BRO’s trailing 12-month return on equity was 19.3%, lagging the industry average of 32.4%. Return on equity, a profitability measure, reflects how effectively a company is utilizing its shareholders’ fund.

Also, return on invested capital in the trailing 12 months was 9.3%, comparing unfavorably with the industry average of 9.7%. It reflects AJG’s inefficiency in utilizing funds to generate income.

Some Key Industry Players

Other players in the insurance industry are Heritage Insurance (HRTG - Free Report) , Palomar Holdings (PLMR - Free Report) and CNO Financial Group (CNO - Free Report) .

Heritage Insurance’s earnings surpassed estimates in three of the last four quarters and missed in one, the average surprise being 49.15%.

Rate adequacy, limiting new business in over-concentrated markets or products and selective profit-oriented underwriting criteria should drive growth at Heritage Insurance.

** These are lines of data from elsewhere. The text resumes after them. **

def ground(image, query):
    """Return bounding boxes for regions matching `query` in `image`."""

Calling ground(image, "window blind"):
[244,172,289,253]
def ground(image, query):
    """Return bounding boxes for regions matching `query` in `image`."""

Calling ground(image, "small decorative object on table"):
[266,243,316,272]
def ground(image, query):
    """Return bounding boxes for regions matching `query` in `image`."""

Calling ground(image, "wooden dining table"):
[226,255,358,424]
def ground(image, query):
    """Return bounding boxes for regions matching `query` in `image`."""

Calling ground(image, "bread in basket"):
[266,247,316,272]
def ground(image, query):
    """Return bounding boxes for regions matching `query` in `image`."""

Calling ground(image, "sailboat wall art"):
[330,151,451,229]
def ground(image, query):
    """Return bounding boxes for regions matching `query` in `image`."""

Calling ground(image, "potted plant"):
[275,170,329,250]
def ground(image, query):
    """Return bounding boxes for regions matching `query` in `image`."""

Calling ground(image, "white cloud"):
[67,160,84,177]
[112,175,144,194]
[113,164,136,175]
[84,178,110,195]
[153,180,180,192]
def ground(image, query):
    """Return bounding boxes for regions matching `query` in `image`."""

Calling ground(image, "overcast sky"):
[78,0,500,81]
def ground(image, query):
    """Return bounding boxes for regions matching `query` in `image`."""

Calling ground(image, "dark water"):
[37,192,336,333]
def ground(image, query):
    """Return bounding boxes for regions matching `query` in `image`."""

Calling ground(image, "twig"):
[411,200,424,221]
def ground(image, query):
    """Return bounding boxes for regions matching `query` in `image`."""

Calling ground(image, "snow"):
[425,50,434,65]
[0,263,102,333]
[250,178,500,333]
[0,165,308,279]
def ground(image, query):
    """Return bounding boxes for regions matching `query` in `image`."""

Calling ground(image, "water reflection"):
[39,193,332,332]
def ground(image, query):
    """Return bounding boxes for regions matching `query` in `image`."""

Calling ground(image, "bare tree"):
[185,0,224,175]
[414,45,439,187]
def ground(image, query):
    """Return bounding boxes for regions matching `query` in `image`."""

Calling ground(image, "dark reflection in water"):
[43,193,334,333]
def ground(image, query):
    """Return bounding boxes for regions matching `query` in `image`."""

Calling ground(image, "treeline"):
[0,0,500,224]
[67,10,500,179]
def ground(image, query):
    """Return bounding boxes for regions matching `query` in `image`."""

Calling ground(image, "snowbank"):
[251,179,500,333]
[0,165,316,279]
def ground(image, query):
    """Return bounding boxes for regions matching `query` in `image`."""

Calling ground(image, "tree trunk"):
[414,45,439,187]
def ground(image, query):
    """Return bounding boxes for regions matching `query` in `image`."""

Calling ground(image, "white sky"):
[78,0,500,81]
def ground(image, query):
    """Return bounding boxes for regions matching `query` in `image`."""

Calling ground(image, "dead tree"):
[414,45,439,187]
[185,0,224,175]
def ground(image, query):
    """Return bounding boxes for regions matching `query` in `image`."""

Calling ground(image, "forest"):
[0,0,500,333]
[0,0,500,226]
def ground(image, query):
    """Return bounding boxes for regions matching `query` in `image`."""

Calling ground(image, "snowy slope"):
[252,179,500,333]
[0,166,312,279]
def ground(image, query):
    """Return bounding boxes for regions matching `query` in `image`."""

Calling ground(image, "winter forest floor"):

The excess and supply (E&S) business is another growth driver for Heritage. This super-regional U.S. property and casualty insurance holding company stated that it will consider and evaluate growth opportunities in a greater number of states. Its solid reinsurance program protects its balance sheet, particularly given coastal exposure to hurricanes and other severe weather events.

Palomar’s earnings surpassed estimates in the last four quarters, the average surprise being 17.10%.

New business, strong premium retention rates for existing business and renewals of existing policies, better pricing and effective capital deployment should drive growth at Palomar. Palomar’s fee-generating PLMR-FRONT should fuel growth in the medium term. The addition of the fee-based revenue stream to the business is expected to strengthen its earnings base. PLMR’s risk transfer strategy lowers exposure to major events, which, in turn, reduces earnings volatility. Banking on operational strength, Palomar expects to generate adjusted net income between $110 million and $115 million in 2024. 

CNO Financial’s earnings surpassed estimates in three of the last four quarters and missed in one, the average surprise being 21.21%.

Focus on the underserved middle-income market, its unique distribution model and broad product offerings poise CNO for growth. The insurance player continues to exhibit a growing agent force and improving underwriting margins. Significant investment in technology improves agent productivity and sales as well as enhances its efficiency. Improving insurance product margin, general account assets and new annualized premiums will continue to support its bottom-line growth.